For those of you just starting or those that are more adventurous and want a large volume of data to test out performance tuning options, then TPC Benchmark™H (TPC–H) might be for you.
TPC-H provides 8 tables and a data generation tool that enables you to create as much data as you want.
Generate the test data, create the tables, import and you’re away.
The 8 tables are all designed to be joined.
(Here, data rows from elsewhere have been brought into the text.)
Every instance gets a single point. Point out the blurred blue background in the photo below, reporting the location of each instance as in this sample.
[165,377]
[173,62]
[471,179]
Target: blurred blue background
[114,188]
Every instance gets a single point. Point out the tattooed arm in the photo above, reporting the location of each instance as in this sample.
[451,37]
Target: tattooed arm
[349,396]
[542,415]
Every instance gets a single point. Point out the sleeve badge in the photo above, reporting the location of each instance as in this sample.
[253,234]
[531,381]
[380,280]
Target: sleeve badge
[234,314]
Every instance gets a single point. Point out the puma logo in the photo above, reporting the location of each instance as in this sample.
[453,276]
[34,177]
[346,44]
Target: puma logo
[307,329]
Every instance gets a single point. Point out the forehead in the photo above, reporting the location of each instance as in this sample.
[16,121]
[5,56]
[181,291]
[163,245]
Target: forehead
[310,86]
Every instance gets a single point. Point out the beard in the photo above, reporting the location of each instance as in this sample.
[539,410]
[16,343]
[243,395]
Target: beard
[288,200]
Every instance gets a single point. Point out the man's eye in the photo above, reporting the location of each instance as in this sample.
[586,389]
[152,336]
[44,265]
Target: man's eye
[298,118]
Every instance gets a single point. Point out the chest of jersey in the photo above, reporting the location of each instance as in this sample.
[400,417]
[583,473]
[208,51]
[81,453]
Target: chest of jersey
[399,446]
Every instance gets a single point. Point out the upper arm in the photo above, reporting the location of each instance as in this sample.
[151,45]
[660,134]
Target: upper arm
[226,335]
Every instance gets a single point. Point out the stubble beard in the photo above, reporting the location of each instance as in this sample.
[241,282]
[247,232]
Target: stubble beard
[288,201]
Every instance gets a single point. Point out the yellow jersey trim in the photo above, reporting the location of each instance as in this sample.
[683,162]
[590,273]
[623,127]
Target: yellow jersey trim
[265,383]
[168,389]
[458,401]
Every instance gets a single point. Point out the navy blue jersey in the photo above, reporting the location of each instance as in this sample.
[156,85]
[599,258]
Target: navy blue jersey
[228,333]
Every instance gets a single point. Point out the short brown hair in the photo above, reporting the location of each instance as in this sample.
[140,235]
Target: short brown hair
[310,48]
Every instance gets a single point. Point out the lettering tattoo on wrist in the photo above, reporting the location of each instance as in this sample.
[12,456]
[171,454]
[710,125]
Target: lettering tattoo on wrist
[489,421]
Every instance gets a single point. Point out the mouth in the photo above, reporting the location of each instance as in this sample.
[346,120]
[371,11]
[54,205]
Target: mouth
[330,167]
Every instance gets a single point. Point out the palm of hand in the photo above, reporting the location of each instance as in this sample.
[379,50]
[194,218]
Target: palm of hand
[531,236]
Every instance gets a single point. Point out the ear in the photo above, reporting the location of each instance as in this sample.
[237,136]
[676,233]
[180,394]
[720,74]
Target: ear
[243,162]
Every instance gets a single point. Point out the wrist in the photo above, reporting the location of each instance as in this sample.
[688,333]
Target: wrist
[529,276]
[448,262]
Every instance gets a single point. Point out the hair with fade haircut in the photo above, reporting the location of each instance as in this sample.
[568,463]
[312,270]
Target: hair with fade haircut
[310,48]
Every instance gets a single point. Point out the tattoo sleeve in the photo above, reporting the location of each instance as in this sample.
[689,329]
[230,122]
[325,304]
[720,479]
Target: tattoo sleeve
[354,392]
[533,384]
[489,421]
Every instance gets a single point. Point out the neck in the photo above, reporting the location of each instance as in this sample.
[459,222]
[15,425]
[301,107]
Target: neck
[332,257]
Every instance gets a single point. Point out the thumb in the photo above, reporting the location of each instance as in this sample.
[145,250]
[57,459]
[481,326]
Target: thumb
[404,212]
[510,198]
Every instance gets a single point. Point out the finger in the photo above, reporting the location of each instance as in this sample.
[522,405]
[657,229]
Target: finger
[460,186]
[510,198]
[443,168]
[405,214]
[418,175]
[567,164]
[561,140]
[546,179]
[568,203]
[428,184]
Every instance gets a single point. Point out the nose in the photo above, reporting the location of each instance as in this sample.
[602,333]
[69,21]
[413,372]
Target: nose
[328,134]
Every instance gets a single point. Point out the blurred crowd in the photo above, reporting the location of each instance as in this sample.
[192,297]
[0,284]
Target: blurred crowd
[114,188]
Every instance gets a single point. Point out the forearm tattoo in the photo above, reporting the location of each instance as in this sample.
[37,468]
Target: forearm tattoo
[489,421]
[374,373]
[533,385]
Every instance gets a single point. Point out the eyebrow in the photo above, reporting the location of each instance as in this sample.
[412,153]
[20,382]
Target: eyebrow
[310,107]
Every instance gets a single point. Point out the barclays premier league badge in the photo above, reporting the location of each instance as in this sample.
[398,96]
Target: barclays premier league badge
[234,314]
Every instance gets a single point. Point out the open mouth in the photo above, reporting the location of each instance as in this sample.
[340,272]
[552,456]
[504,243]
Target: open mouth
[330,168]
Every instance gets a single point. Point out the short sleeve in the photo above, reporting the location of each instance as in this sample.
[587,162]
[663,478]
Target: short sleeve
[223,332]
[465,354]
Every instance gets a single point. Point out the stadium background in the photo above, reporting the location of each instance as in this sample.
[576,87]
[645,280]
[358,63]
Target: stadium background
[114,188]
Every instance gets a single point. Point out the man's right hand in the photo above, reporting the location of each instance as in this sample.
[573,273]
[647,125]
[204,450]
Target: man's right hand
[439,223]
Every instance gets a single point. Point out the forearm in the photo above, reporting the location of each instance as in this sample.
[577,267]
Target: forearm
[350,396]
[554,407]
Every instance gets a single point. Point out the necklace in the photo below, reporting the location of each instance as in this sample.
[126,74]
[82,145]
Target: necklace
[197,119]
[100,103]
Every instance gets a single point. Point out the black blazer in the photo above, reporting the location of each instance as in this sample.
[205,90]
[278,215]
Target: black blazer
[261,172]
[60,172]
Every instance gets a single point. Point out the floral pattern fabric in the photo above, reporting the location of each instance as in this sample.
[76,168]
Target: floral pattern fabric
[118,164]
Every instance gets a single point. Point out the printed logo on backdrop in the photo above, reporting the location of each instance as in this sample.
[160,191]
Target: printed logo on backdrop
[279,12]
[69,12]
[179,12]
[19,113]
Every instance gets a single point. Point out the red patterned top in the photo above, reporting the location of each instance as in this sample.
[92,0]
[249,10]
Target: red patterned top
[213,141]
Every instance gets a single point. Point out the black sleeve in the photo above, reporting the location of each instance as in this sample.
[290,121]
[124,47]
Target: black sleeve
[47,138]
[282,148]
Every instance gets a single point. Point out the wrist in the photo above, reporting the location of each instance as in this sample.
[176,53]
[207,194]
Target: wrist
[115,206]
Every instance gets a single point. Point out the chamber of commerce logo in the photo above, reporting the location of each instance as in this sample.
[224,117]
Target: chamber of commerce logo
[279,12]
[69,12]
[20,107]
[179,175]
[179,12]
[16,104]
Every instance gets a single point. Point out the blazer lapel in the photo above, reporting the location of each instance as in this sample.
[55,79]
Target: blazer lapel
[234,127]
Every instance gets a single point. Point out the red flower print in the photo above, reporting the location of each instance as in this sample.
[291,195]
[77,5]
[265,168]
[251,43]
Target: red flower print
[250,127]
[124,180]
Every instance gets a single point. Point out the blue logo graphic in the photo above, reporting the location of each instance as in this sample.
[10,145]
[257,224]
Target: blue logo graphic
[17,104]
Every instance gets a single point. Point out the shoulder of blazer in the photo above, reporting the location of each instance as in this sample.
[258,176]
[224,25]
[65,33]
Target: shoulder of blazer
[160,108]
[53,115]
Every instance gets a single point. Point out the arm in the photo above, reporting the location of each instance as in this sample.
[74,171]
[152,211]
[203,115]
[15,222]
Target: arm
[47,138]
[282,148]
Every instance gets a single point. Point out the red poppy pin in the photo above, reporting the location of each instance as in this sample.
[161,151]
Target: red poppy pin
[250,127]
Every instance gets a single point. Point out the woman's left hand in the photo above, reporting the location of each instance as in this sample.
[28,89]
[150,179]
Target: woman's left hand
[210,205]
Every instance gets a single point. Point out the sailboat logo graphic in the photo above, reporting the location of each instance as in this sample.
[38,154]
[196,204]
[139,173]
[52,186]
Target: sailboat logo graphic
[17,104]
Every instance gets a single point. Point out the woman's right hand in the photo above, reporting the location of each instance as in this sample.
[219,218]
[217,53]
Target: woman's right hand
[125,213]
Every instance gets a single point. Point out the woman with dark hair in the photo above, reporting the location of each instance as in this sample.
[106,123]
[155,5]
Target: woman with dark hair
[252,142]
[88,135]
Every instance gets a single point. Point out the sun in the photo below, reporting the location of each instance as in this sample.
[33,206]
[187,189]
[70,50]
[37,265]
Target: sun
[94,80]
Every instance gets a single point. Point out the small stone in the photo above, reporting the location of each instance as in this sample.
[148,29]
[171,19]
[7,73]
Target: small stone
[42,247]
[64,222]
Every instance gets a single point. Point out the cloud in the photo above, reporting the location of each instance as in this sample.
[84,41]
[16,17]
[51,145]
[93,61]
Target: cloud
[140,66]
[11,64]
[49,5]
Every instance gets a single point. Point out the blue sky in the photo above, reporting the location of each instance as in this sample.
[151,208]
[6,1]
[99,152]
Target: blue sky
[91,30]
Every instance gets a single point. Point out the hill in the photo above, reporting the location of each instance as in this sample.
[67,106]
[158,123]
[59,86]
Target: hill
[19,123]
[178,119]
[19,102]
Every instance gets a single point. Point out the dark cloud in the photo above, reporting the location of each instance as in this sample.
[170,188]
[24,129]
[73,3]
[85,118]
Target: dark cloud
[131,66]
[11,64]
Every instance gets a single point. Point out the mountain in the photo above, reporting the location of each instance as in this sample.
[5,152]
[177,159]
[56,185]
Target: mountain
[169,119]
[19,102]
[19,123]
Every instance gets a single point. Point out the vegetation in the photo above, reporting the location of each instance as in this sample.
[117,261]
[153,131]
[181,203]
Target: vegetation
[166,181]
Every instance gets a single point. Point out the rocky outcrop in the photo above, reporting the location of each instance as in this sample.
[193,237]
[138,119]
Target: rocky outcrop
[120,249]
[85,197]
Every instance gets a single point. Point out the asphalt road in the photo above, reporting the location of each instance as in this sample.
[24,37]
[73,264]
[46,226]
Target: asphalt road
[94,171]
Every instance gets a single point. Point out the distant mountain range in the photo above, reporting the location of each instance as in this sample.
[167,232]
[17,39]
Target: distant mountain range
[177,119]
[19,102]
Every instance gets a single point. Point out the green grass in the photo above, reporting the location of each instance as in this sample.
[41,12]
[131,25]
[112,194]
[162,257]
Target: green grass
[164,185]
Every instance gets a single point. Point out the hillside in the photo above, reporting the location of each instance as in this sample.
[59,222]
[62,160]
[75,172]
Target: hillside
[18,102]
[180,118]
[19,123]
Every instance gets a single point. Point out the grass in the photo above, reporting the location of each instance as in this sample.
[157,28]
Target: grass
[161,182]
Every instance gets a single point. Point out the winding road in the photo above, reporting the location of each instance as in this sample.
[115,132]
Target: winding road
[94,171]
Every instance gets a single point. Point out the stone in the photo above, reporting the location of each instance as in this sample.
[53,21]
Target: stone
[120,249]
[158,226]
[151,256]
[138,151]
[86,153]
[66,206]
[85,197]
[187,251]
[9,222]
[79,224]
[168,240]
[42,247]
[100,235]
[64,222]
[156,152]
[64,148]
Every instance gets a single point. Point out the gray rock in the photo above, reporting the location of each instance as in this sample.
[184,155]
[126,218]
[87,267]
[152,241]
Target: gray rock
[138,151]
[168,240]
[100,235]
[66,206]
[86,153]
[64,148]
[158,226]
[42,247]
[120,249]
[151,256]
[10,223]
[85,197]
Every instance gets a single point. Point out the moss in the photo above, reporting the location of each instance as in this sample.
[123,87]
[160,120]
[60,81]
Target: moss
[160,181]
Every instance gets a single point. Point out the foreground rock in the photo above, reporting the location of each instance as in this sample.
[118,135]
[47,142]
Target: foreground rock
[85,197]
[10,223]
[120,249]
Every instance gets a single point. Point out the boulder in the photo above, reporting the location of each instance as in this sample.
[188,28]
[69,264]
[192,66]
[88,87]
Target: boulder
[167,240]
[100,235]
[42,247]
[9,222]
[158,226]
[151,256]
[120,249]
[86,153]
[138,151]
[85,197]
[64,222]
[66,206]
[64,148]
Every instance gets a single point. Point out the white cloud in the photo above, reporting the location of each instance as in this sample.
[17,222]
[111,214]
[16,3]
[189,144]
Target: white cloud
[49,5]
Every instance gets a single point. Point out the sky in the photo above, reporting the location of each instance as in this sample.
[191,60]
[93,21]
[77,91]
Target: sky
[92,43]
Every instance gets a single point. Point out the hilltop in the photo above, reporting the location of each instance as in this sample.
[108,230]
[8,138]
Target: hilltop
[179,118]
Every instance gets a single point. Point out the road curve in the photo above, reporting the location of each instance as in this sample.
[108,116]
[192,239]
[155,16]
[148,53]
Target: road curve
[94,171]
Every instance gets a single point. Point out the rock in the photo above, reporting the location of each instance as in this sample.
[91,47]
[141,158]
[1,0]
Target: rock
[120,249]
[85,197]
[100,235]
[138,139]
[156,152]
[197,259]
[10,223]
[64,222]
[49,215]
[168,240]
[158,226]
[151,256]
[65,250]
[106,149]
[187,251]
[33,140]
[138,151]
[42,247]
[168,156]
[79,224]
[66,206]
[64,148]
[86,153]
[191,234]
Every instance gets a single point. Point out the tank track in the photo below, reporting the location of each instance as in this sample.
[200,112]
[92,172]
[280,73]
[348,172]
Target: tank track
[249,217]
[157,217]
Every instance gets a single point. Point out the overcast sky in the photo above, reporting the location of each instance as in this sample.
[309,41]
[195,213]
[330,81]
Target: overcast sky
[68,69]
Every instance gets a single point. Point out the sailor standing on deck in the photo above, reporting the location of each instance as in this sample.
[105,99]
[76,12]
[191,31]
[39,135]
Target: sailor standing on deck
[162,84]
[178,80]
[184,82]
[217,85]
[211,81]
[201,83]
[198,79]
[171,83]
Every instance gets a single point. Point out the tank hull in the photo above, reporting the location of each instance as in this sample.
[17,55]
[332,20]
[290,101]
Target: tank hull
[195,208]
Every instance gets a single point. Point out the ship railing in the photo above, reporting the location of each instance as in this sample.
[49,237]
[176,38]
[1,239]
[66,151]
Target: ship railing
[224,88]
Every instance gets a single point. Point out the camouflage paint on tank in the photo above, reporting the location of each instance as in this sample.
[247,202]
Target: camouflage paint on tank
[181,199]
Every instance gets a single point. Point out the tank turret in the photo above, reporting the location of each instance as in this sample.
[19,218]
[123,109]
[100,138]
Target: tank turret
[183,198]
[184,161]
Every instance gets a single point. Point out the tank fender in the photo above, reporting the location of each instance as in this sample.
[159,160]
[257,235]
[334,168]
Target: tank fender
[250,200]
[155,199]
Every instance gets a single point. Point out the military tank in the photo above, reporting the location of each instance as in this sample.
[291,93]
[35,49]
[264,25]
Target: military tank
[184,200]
They simulate Sales Order transactions:
The tables include (using SAP style terminology):
- Customers (Customer Master)
- Supplier (Vendor Master)
- Part (Material Master records)
- Partsupp (Inventory Balances)
- Nation (Country)
- Region
- Orders (Sales Order Header)
- Lineitem (Sales Order line items)
NOTE: The tables are NOT in the same format as the similar SAP ECC tables but offer similar information as what you might find in ECC.
The Table Schema is as follows:
NOTE: SF is the Scaling factor used to generate the data.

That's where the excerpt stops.